The L-R car was a bold move.  But not even Bill France Jr. could have ever consider using it to replace as the race cars for NASCAR core races-the ovals.

But here we are… L-R, I mean Next-Gen for everything.

There has definitely been an excitement in the air.  Hard not to be with the massive promotion of all things new this 2022 season.

As a part we’re been told and repeatedly reminded this car is the future of the sport.  With this new car we’ll be able to race anywhere.  Road courses, street courses, stadiums.  With it, instead of having people come to the races, we can now take the racing to the people. It all starts Sunday in the LA Coliseum…

Sound familiar?  The same words were spoken a generation and a half ago as noted above. 

Different people. Same message.

Sunday, we’ll see how its first of many tests goes to see if those words, those promises are really true.

Tune in. Should be something to see.

Hope all goes well.

Thunder On… and Stay Safe

Credits, for additional information along with some more neat pictures from BITD, check out Benjamin Hunting’s article on the TheDrive.com His in-depth treatment of days gone past is worth a look.

David

15 comments

  1. Richard Petty’s first Cup race was at Exhibition Stadium in Toronto in 1058. Lee Petty won and punted Richard into the guard rail when he didn’t get out of the way fast enough for Daddy.

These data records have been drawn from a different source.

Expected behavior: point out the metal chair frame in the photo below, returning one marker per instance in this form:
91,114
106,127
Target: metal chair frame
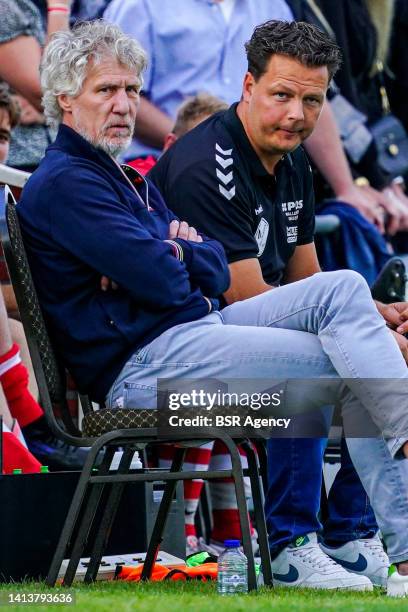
108,484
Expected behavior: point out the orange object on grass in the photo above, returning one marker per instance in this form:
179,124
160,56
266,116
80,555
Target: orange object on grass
204,572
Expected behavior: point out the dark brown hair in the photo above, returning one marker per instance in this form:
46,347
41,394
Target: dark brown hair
298,39
9,104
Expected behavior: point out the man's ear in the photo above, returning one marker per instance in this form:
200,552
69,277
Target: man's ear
169,140
64,100
247,87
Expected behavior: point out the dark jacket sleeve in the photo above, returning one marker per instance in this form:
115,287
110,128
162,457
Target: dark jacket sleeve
108,235
206,261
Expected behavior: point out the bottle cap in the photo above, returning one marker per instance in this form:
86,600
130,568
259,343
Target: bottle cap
232,543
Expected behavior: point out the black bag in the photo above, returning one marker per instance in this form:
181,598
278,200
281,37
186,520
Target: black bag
389,135
391,142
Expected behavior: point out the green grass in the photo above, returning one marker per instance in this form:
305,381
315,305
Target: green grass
202,597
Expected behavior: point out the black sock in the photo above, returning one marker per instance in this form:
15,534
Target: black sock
38,428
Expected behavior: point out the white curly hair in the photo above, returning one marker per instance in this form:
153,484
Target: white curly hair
65,61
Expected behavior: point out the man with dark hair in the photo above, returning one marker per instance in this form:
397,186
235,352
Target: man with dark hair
242,178
163,320
192,112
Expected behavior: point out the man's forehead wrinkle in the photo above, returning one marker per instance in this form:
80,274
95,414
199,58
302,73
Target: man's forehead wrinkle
281,80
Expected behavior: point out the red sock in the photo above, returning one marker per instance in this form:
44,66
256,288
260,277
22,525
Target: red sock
224,503
15,455
14,379
197,459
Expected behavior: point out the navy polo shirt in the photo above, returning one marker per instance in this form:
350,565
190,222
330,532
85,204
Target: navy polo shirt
213,179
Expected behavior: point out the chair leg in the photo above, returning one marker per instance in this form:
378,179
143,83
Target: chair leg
107,519
242,511
258,498
263,463
162,514
73,514
85,525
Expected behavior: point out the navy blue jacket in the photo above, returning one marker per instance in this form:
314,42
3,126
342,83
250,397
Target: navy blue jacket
81,218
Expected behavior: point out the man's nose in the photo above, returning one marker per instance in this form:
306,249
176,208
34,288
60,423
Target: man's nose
121,102
296,112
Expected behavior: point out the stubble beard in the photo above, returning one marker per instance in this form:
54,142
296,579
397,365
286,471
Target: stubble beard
111,146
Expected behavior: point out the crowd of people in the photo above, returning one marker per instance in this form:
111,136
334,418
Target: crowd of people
237,112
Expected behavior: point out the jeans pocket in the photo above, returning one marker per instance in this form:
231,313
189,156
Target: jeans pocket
138,396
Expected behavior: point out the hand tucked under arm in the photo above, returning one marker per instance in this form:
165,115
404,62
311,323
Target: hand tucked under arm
395,314
204,258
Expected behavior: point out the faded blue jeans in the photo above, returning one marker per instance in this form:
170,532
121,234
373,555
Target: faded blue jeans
323,327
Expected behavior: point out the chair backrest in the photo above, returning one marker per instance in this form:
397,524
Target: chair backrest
50,377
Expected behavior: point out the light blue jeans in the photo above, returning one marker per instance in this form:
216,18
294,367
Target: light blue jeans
323,327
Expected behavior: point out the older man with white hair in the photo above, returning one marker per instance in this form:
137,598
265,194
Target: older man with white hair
83,216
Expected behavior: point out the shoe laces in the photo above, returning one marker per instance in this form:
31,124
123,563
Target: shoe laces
314,555
374,546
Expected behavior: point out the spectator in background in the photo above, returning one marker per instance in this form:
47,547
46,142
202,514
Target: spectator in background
22,38
223,501
192,46
191,113
17,404
217,31
81,10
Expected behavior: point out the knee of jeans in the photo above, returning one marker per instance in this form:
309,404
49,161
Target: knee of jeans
347,280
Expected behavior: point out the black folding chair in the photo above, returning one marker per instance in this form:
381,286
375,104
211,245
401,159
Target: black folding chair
98,493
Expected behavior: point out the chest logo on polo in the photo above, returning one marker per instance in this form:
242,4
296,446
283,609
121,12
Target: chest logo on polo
291,209
261,235
225,174
291,234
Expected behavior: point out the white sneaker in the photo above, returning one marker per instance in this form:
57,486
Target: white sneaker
397,585
304,564
365,557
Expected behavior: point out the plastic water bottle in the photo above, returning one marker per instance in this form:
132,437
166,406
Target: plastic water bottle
232,570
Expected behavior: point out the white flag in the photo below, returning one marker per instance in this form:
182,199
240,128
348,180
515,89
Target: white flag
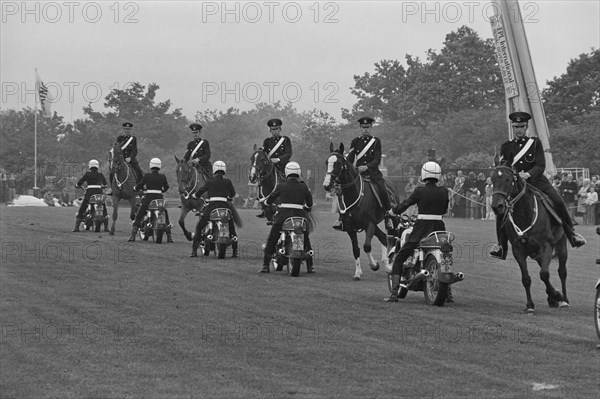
45,97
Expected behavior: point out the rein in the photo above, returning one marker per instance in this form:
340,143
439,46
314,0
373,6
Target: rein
510,205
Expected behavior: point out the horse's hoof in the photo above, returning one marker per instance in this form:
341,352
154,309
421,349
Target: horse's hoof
564,305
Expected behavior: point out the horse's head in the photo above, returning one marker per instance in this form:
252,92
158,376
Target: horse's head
337,165
506,184
260,165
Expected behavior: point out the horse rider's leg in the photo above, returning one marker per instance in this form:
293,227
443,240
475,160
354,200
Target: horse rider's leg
525,280
310,268
184,211
169,226
115,215
356,253
561,249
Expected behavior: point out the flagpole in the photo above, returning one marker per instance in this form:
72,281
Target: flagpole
35,187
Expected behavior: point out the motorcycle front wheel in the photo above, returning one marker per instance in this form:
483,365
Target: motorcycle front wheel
435,291
597,312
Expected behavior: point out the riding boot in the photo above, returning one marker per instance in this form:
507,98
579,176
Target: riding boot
77,223
395,288
195,245
133,233
310,268
234,247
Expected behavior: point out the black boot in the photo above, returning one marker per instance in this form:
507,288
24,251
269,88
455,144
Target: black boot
195,245
169,237
234,247
133,233
395,287
77,224
310,268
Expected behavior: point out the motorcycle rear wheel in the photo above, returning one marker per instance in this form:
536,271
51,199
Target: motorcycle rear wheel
435,292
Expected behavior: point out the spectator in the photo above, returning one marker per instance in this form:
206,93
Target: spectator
591,204
568,190
582,198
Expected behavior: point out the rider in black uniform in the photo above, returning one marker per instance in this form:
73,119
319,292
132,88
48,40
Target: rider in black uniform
296,200
95,183
153,184
432,202
220,192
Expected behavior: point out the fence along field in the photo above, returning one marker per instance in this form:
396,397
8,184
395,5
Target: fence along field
108,319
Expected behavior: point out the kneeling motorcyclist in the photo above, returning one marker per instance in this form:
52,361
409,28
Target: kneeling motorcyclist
432,203
220,192
95,183
153,184
296,201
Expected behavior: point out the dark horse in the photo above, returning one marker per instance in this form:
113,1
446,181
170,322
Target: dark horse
532,232
189,179
358,205
124,180
264,172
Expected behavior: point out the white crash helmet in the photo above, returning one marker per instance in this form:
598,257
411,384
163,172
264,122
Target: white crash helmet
292,168
219,165
431,170
155,163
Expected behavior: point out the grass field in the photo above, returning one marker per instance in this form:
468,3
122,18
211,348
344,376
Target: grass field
89,315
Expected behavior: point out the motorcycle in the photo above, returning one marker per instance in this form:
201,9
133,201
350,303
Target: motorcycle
216,233
290,247
597,299
430,269
94,214
154,222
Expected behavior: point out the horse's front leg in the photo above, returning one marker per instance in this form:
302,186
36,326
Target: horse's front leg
369,232
184,211
525,279
356,253
115,215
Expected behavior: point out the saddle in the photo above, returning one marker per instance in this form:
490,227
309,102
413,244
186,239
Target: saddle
547,203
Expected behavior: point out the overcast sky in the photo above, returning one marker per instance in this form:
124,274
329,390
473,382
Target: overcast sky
212,55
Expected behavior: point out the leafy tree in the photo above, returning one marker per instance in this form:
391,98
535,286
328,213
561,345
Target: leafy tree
575,92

    1. 8 years before the Norman conquest of England. Few people know that The King raced for over 900 years.

  2. What memories your article brings back. Sometimes I wonder about the turn that NASCAR has taken, but other times I just think, just as I have heard others say so many times, ‘it is what it is’. I love road racing and not because I lived in CA and still live on West Coast, I think the old Sears Point is the best and now that they have brought the carousel back, I still think it is the best road course. Consider me an oddball, but I like the banked ovals better than the flat tracks.
    All in all, you said it all when you said: “Different people. Same message.”
    Thank you!

    1. Thanks Vivian! It seems like if we just hang around long enough we get to see things again. If I lose 20 or a hundred pounds I should be able to get back into those bell bottoms I’ve hung onto since about the same time as the L-R’s.

      Your right though, the message is the same just different people.

    2. Vivian I’m not a big road racing fan for stock cars but I do want to see trucks at Laguna Seca, just once to see the go through the Corkscrew. That would be a show.

    1. Vivian, I, too liked the “original” Sears Point. First time I was there was pre-Cup 1984 for a TransAm race when I was sponsoring Tom Gloy in a 7-Eleven ride. Tom took me and several others in a Ford Econoline van around the course including Carousel. That was exciting.

  3. It was hard to stomach back then and even harder to stomach today! I hope steve phelps, Mr. “we could go back to racing stock cars but we don’t want to do that” and his “Existing” fans are happy with their BASTARDIZED Australian V8 Supercar/indycar road-racing sportcar! Stock car racing is DEAD and I as a life- long, hardcore, stock car racing fan will have NONE OF IT! Thanks for NOTHING NASCAR, this is the way that you repay9 the loyalty of you hardcore stock car fan base! phelps, you and the rest of NASCAR can take a LOOOOG walk on a short dock!

    1. Right? Bringing back dirt tracks, making the car more stock (including wheels), more short track races and that’s all it took to get rid of you?